MALT90 molecular content on high-mass IR-dark clumps

TL;DR

This study investigates the physical and chemical properties of 30 high-mass infrared-dark molecular clumps using MALT90 data, revealing signs of star formation activities such as outflows and infall, and providing insights into early high-mass star formation stages.

Contribution

It presents the first detailed chemical and physical analysis of high-mass IR-dark clumps using molecular line data, identifying key signs of early star formation.

Findings

11 sources show significant SiO detection indicating outflows.

13 sources exhibit blue profiles suggesting infall motions.
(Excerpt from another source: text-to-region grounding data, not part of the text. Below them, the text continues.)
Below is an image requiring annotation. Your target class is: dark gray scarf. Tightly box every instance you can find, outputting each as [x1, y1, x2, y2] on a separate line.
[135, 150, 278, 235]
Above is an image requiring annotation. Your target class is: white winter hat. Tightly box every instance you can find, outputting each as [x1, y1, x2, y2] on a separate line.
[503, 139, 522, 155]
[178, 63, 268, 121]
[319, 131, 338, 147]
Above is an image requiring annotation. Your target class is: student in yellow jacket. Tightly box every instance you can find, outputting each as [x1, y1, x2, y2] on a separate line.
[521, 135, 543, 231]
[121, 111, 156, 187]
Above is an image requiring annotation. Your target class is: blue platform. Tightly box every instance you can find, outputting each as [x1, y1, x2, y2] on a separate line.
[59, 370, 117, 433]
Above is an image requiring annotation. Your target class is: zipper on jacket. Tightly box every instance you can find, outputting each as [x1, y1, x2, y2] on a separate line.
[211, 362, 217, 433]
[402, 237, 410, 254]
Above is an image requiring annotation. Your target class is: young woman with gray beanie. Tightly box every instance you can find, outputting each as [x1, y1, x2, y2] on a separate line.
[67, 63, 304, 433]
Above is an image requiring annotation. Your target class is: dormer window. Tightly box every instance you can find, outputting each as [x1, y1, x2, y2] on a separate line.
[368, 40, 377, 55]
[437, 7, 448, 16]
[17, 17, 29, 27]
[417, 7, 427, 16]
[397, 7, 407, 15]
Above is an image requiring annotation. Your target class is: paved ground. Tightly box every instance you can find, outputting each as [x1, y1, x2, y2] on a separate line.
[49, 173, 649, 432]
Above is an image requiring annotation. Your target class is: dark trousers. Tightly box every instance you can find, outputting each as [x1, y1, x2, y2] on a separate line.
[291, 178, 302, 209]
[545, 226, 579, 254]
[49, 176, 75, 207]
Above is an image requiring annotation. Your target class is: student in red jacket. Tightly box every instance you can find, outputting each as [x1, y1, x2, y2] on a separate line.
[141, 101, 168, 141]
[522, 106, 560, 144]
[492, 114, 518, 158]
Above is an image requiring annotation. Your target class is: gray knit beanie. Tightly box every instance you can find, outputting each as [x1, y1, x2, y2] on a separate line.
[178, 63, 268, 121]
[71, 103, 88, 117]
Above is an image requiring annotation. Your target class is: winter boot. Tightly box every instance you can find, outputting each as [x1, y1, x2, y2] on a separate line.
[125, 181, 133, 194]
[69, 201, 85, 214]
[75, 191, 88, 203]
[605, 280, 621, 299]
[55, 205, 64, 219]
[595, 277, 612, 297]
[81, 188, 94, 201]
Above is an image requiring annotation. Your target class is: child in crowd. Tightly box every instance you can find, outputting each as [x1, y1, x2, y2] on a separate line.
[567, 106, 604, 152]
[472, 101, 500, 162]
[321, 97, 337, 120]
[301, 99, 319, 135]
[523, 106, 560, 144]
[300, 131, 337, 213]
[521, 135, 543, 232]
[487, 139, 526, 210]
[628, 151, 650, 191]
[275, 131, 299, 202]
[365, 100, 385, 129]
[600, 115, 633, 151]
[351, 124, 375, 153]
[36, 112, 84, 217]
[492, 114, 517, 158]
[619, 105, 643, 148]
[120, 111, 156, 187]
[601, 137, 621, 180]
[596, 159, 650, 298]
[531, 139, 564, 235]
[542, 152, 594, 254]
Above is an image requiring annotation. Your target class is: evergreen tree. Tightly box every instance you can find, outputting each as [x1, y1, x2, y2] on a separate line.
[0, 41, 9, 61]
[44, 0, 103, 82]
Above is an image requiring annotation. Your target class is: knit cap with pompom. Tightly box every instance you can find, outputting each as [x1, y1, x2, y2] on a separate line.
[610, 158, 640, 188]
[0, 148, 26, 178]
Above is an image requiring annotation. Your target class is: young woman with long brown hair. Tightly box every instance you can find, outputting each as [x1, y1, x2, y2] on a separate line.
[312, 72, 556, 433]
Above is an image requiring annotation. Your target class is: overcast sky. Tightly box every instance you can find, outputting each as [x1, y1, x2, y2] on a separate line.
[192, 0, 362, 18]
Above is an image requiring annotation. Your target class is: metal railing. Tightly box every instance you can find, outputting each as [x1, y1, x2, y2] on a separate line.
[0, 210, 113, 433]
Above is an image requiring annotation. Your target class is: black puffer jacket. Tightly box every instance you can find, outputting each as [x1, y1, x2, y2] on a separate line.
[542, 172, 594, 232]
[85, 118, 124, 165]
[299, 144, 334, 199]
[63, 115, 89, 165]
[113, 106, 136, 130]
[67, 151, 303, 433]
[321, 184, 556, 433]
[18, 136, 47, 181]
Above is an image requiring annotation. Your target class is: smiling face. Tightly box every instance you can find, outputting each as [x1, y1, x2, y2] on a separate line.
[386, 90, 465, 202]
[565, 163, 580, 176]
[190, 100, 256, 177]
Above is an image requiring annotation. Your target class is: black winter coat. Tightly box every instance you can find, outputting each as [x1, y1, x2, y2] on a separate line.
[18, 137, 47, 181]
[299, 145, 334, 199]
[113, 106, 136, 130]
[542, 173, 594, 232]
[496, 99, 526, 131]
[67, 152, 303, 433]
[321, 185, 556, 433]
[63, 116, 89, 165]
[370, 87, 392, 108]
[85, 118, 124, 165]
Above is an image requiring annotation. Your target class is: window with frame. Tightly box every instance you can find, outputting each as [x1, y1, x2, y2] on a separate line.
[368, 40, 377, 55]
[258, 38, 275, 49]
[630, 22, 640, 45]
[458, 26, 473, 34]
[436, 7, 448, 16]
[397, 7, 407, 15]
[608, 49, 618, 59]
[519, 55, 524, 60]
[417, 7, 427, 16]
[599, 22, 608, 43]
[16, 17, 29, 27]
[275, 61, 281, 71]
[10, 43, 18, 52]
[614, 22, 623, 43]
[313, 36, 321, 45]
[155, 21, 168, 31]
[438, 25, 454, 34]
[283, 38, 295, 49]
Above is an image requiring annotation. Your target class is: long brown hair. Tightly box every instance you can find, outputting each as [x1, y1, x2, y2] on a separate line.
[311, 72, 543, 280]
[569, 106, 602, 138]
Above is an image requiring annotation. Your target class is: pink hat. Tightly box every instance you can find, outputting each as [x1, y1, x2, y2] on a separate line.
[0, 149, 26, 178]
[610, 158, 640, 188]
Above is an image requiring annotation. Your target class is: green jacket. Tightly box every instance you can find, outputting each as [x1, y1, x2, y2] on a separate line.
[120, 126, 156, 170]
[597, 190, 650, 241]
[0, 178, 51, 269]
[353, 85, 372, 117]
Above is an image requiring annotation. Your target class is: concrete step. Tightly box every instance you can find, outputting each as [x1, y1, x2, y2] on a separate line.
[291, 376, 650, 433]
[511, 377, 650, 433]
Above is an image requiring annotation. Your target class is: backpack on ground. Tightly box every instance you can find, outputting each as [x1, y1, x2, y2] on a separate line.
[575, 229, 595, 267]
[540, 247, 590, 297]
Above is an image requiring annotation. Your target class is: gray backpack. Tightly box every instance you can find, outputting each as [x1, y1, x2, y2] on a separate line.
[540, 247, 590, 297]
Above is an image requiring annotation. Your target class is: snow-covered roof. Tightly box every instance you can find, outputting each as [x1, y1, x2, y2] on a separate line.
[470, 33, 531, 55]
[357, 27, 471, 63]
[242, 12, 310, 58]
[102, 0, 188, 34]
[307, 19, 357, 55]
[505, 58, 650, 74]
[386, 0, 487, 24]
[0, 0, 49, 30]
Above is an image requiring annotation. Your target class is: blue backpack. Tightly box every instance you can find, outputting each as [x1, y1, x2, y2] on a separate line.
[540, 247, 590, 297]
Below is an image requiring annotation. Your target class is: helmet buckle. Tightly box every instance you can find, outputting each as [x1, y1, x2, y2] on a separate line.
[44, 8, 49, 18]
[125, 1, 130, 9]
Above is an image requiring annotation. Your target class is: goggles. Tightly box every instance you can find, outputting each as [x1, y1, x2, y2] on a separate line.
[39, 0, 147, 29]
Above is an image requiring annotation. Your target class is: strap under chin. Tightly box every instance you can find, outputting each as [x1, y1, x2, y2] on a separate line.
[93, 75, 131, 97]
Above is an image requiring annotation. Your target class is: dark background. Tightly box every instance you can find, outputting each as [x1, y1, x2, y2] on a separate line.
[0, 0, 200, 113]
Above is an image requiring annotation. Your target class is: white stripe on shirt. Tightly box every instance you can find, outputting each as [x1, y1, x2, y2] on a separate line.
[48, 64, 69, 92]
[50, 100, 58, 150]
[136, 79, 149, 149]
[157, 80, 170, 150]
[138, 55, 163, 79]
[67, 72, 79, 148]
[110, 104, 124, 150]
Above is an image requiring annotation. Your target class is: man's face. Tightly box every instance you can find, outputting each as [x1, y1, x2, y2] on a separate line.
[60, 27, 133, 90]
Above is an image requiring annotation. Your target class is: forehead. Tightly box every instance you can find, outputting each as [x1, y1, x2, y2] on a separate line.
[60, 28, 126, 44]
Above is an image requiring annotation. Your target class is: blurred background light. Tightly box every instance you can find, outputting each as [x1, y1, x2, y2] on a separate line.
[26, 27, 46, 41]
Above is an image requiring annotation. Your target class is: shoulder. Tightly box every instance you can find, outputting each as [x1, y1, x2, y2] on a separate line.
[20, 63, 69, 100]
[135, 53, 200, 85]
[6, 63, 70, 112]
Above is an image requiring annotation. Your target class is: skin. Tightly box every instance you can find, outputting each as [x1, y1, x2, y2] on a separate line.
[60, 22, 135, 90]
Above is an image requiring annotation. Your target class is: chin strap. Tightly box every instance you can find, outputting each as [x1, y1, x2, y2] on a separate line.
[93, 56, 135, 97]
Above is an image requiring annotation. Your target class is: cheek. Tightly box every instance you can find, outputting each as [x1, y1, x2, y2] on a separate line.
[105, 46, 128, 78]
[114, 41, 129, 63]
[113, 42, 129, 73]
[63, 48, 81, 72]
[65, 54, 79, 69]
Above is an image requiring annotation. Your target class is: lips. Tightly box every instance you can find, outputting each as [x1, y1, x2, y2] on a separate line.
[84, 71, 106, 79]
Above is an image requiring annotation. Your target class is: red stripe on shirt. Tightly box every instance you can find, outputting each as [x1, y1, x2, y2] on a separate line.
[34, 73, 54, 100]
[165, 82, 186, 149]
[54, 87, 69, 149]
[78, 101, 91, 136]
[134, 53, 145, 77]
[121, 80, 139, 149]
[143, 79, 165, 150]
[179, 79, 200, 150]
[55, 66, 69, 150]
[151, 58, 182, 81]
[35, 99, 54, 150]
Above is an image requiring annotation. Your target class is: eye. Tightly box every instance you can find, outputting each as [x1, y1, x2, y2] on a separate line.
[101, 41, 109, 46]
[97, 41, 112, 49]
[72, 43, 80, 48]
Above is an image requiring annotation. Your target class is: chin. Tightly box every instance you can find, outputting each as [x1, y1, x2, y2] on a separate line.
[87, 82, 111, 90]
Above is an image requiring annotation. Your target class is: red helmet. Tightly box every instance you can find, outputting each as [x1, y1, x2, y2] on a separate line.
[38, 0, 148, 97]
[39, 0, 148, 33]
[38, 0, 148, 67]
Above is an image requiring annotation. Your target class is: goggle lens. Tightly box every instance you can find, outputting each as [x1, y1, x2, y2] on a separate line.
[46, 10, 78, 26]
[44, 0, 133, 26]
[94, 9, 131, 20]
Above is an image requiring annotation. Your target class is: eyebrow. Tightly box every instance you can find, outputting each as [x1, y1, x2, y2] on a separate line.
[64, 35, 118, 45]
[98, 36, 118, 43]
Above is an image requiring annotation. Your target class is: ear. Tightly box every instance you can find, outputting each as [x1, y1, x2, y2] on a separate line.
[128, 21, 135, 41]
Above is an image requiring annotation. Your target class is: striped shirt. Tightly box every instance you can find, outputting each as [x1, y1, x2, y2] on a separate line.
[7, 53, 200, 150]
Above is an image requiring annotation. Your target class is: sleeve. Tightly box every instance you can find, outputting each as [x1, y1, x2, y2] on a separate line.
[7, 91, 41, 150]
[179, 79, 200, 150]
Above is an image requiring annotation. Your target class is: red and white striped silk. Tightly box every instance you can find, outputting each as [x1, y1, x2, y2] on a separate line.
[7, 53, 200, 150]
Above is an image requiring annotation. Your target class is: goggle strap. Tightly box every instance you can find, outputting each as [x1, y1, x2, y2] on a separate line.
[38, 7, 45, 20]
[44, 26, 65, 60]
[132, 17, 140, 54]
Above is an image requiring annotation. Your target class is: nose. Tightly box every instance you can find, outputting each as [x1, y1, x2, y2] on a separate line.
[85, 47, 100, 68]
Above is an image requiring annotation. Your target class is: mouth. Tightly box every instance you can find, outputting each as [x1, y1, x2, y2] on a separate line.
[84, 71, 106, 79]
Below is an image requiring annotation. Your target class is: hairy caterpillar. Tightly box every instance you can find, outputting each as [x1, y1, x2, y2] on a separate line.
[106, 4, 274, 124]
Column densities and line widths indicate turbulence and active star formation processes.

Abstract

High mass stars form in groups or clusters within massive cores in dense molecular clumps with sizes of 1pc and masses of 200Msun which are important laboratories for high-mass star formation in order to study the initial conditions. We investigate the physical and chemical properties of high-mass clumps in order to better understand the early evolutionary stages and find targets that show star formation signs. We selected the high-mass clumps from ATLASGAL survey that were identified as dark at 8/24$\mu$m wavelengths and used MALT90 data which provides a molecular line set to investigate the physical and chemical conditions in early evolutionary stages. Eleven sources have significant SiO detection (over 3$\sigma$) which usually indicates outflow activities. Thirteen sources are found with blue profiles in both or either HCO$^+$ and/or HNC lines and clump mass infall rates are estimated to be in the range of 0.2E+3 Msunyr$^{-1}$ $-$ 1.8E-2 Msunyr$^{-1}$. The excitation temperature is obtained as <24K for all sources. The column densities for optically thin lines of H$^{13}$CO$^{+}$ and HN$^{13}$C are in the range of 0.4-8.8(E+12) cm$^{-2}$, and 0.9-11.9(E+12) cm$^{-2}$, respectively, while it is in the range of 0.1-7.5(E+14) cm$^{-2}$ for HCO$^{+}$ and HNC lines. The column densities for N$_{2}$H$^{+}$ were ranging between 4.4-275.7(E+12) cm$^{-2}$ as expected from cold dense regions. Large line widths of N$_{2}$H$^{+}$ might indicate turbulence and large line widths of HCO$^{+}$, HNC, and SiO indicate outflow activities. Mean optical depths are 20.32, and 23.19 for optically thick HCO$^{+}$ and HCN lines, and 0.39 and 0.45 for their optically thin isotopologues H$^{13}$CO$^{+}$ and HN$^{13}$C, respectively. This study reveals the physical and chemical properties of 30 high-mass IR-dark clumps and the interesting targets among them based on their emission line morphology and kinematics.